In Ireland, the United Left Alliance (ULA) was caught out practising Stalinist falsification against the Stalinists when they issued the poster reprinted on the left to advertise an October event featuring a Greek MP from Syriza (the Coalition of the Radical Left), Yiannis Stathas. The photo on the right shows the banner that appears on the ULA poster as it actually is, with the hammer and sickle and the signature of the KKE (Greek Communist Party) that were edited out of the ULA poster. The ULA should hardly have expected to get away with it — as the KKE pointed out in a 24 October internet posting, “This photograph became one of the most recognizable images from the struggle of the Greek people during the crisis, both at a European and global level.”
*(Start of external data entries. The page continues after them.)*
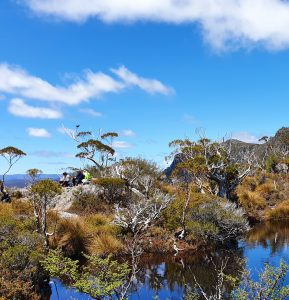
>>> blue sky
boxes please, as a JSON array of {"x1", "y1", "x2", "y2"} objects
[{"x1": 1, "y1": 0, "x2": 289, "y2": 174}]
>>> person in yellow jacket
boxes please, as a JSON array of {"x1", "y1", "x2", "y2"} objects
[{"x1": 82, "y1": 170, "x2": 92, "y2": 184}]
In contrast to the KKE, a mass workers party with a reformist programme, Syriza was catapulted into prominence as an electoral lash-up. As the KKE put it, “We understand that SYRIZA does not possess an image from a similar initiative or action and it could not do as it is absent from the organization and development of the people’s struggle which has a class orientation and content. This however does not justify its attempt to appropriate the initiatives of the KKE in order to promote its non-existent militant profile to an audience which is not aware of its role and stance in Greece” (inter.kke.gr).
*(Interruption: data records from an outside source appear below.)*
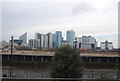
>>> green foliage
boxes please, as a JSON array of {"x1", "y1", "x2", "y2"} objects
[{"x1": 51, "y1": 46, "x2": 84, "y2": 78}]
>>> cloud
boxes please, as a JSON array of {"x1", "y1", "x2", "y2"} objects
[
  {"x1": 72, "y1": 2, "x2": 97, "y2": 16},
  {"x1": 2, "y1": 1, "x2": 118, "y2": 47},
  {"x1": 2, "y1": 2, "x2": 72, "y2": 30}
]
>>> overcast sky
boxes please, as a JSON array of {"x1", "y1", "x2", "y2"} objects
[{"x1": 1, "y1": 0, "x2": 119, "y2": 47}]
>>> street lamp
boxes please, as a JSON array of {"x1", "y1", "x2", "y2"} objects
[{"x1": 10, "y1": 35, "x2": 14, "y2": 77}]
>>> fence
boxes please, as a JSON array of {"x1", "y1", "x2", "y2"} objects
[{"x1": 1, "y1": 54, "x2": 120, "y2": 80}]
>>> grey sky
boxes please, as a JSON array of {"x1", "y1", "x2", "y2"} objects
[{"x1": 1, "y1": 0, "x2": 119, "y2": 48}]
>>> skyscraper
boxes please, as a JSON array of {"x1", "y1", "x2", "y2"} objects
[
  {"x1": 35, "y1": 32, "x2": 53, "y2": 48},
  {"x1": 19, "y1": 32, "x2": 27, "y2": 45},
  {"x1": 45, "y1": 33, "x2": 52, "y2": 48},
  {"x1": 40, "y1": 34, "x2": 46, "y2": 48},
  {"x1": 35, "y1": 32, "x2": 41, "y2": 48},
  {"x1": 35, "y1": 32, "x2": 41, "y2": 39},
  {"x1": 66, "y1": 30, "x2": 75, "y2": 46},
  {"x1": 56, "y1": 31, "x2": 62, "y2": 47},
  {"x1": 51, "y1": 31, "x2": 62, "y2": 48},
  {"x1": 51, "y1": 33, "x2": 57, "y2": 48}
]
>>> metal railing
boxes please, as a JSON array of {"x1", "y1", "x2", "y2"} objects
[{"x1": 1, "y1": 77, "x2": 120, "y2": 81}]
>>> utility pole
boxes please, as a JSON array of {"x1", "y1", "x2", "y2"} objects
[{"x1": 10, "y1": 35, "x2": 14, "y2": 77}]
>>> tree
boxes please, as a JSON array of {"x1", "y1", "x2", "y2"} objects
[{"x1": 51, "y1": 46, "x2": 84, "y2": 78}]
Actually, it’s no accident that the ULA ripped off this particular KKE banner. The ULA was hardly going to photoshop in one of the KKE’s banners against the European Union, and Syriza is pro-EU. As for the fake Trotskyists involved with the United Left Alliance — the Socialist Party, affiliates of the Committee for a Workers’ International, and the Socialist Workers Party, affiliates of the International Socialist Tendency — their rush to embrace Syriza shows how hollow their protestations against EU austerity are. On the other hand, the KKE, the ULA and Syriza can all agree on empty slogans that promote the idea of a classless “people” with a common national interest, like the one on the banner.